Per antipasto fiori di zucca soffiati ripieni di ricotta, pepe e cannella, spezie simbolo della colonizzazione d’Oriente di inizio secolo scorso, e un’insalatina di pomodorini pachino e rucola all’arancia accompagnati da pesto alla genovese, completati da un assaggio di mirabile polenta e funghi porcini. Come dire: ecco il Bel Paese di inizio Novecento, il Risorgimento di un popolo e della sua tradizione, all’alba dell’Unità d’Italia e in procinto di far innamorare il mondo di sè con i prodotti della terra, da Nord a Sud. Per primo, tortelli di pasta fresca all’uovo ripieni di carne e bologna: sembra d’essere nella più umile delle botteghe dell’Emilia Romagna. Ma poi, a completare il tutto, arriva lui, il tocco di classe: tartufo bianco.

L’essenza del Nabucco sta in questo piatto: delicatamente snob, ma sobrio. E finalmente i capolavori che hanno reso il ristorante di via Fiori Chiari celebre in tutto il mondo: l’ossobuco, il risotto alla milanese e la cotoletta.
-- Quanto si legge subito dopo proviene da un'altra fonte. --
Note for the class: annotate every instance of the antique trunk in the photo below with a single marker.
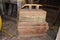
(32, 22)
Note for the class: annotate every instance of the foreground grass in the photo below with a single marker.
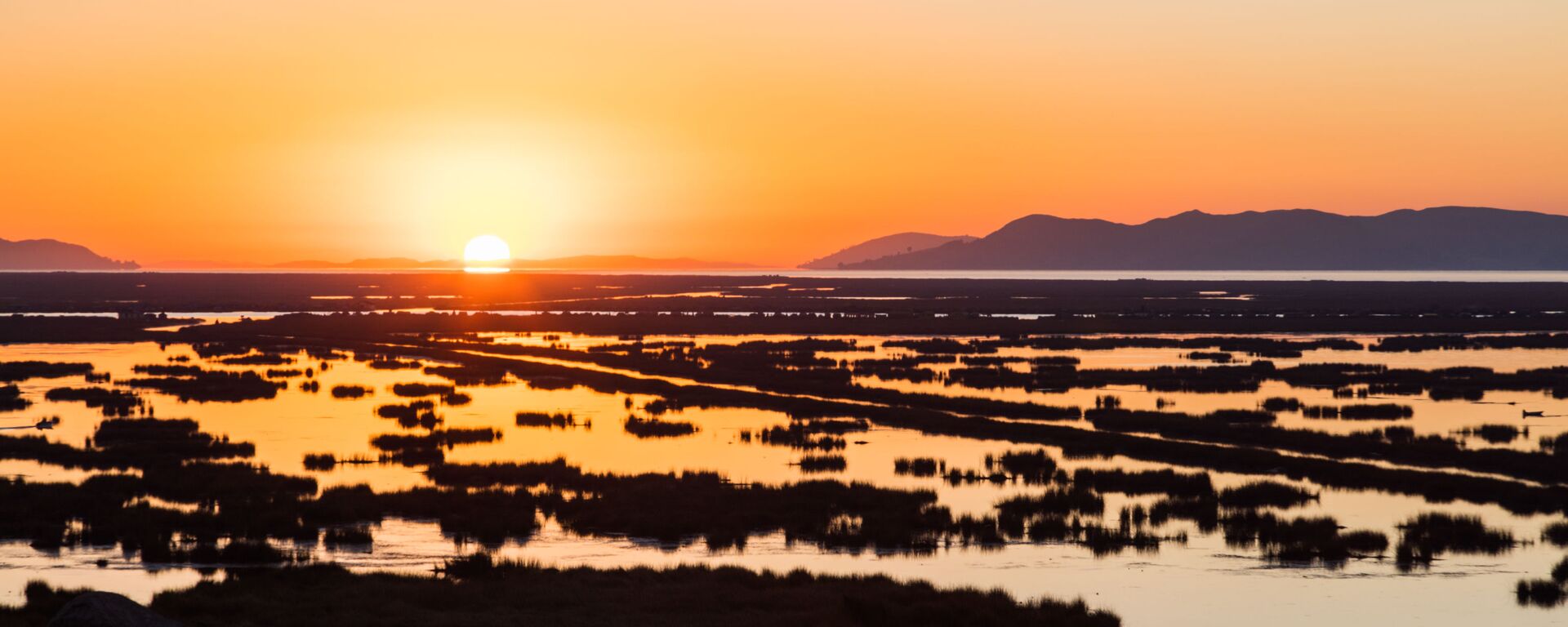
(480, 593)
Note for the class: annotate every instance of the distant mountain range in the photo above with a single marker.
(1300, 238)
(579, 262)
(883, 247)
(51, 255)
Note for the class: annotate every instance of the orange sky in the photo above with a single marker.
(758, 131)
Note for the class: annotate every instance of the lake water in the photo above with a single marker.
(1198, 582)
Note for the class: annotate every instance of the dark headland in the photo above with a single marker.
(1429, 238)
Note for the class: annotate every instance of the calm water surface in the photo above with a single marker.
(1198, 582)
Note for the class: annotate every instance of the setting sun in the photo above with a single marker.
(487, 253)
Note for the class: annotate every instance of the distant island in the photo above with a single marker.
(1298, 238)
(883, 247)
(52, 255)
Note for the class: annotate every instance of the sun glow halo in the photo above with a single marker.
(487, 253)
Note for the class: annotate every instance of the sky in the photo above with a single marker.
(763, 131)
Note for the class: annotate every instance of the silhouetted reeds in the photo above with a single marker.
(651, 427)
(918, 466)
(422, 389)
(24, 371)
(109, 400)
(559, 420)
(352, 391)
(822, 463)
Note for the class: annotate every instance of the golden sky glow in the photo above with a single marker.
(765, 132)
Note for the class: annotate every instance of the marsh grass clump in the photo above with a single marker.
(653, 427)
(1382, 411)
(352, 391)
(1266, 494)
(1053, 502)
(1540, 593)
(422, 389)
(1036, 466)
(1435, 533)
(1145, 482)
(1494, 433)
(449, 438)
(1556, 533)
(212, 386)
(557, 420)
(109, 400)
(1239, 417)
(354, 535)
(11, 398)
(1281, 405)
(257, 359)
(470, 373)
(320, 461)
(802, 434)
(163, 441)
(41, 371)
(490, 591)
(918, 466)
(392, 364)
(1305, 540)
(822, 463)
(1561, 571)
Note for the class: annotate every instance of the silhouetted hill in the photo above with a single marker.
(1300, 238)
(52, 255)
(883, 247)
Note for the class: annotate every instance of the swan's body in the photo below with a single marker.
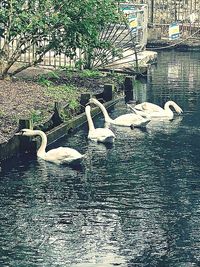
(58, 155)
(155, 111)
(131, 119)
(103, 135)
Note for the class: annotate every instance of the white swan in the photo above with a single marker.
(103, 135)
(155, 111)
(58, 155)
(130, 119)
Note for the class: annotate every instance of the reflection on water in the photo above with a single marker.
(135, 203)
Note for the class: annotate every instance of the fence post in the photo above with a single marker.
(108, 92)
(128, 88)
(26, 143)
(84, 100)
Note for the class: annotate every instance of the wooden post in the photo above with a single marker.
(128, 88)
(56, 117)
(26, 143)
(108, 92)
(84, 100)
(25, 124)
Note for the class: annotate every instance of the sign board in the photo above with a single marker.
(174, 31)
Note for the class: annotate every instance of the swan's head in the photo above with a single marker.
(87, 109)
(26, 132)
(93, 101)
(175, 106)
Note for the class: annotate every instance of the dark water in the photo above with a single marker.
(134, 204)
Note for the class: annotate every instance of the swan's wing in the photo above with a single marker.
(148, 107)
(131, 120)
(63, 154)
(101, 134)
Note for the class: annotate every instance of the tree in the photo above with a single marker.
(44, 25)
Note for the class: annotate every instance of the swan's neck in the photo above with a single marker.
(167, 108)
(41, 151)
(90, 121)
(104, 111)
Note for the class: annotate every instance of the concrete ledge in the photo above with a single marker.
(16, 146)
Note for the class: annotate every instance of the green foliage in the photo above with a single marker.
(44, 79)
(90, 73)
(61, 26)
(62, 92)
(36, 116)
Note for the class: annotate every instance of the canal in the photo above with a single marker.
(136, 203)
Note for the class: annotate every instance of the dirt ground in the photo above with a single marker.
(22, 95)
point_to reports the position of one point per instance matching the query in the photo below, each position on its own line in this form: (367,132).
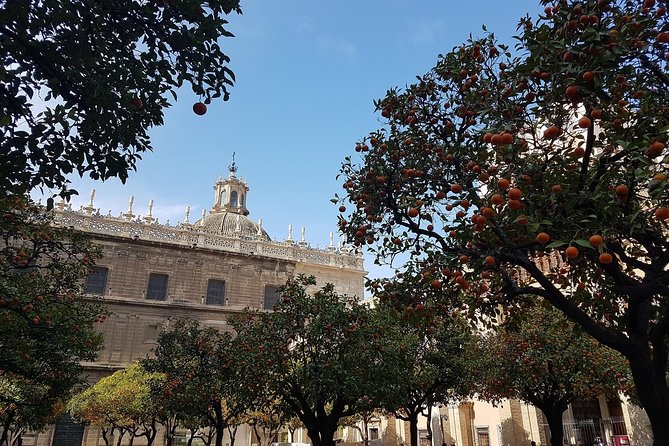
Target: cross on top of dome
(230,193)
(232,167)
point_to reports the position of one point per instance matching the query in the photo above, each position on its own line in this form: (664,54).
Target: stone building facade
(152,274)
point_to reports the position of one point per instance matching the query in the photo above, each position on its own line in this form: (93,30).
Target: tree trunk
(232,431)
(554,418)
(653,393)
(219,425)
(105,437)
(321,435)
(413,429)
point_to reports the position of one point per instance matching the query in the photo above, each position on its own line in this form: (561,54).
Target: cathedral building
(152,274)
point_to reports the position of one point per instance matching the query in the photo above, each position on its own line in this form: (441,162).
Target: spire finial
(128,214)
(149,217)
(233,167)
Milano e la sua nebbia è in questi piatti: la carne dell’ossobuco è così tenera da confondersi tra la purea di carote con cui è accompagnato, lo zafferano del riso è giallo oro come la guglia della Madonnina, la cottura della cotoletta alla milanese impeccabile.

 Per terminare, i dolci: Tarte des Demoiselles Tatin di mele e pannacotta. Il tutto accompagnato da una Barbera Prunello Dop del 2005 dell’Oltrepo Pavese, imbottigliato presso la fattoria Cavanon di Brescia.La volgarità del fritto dei fast food americani sono distanti anni luce, nulla tocca l’armonia autentica del Nabucco, al tempo stesso umile e chic. Attori e registi che un’ora prima erano in scena allo Strehler, direttori d’orchestra e ballerine. Donne e uomini della ‘Milano bene’, impellicciati e avvolti da gioielli di perle, regali della zia moglie del colonnello d’Etiopia; la nonna che la domenica a pranzo porta i nipotini a mangiare la cotoletta alla milanese, esattamente come suo padre, avvocato, faceva con lei a inizio ‘900 (e come solo il Nabucco da decenni riesce a presentare nel piatto). Ma anche imprenditori tedeschi e borsisti americani, italiani entrati in affari nell’ultimo decennio e venticinquenni dell’Est attratte dalle luci del successo. I borghesi di ieri e i ricchi di oggi si ritrovano in questo ristorante, in cui mediamente bevande escluse, si spende 45 euro a testa. Una clientela variegata e dai forti contrasti, tutta accolta dallo staff di Giorgio, elegante e cortese direttore di sala: ama il Nabucco come fosse metà del suo corpo, con professionalità coccola i commensali come se stessero realmente entrando in casa sua, ospiti attesi in un mondo lontano dalla degradazione urbana della città, lontano dai cartelloni pubblicitari di multinazionali, lontano dalle mode effimere che vengono e vanno.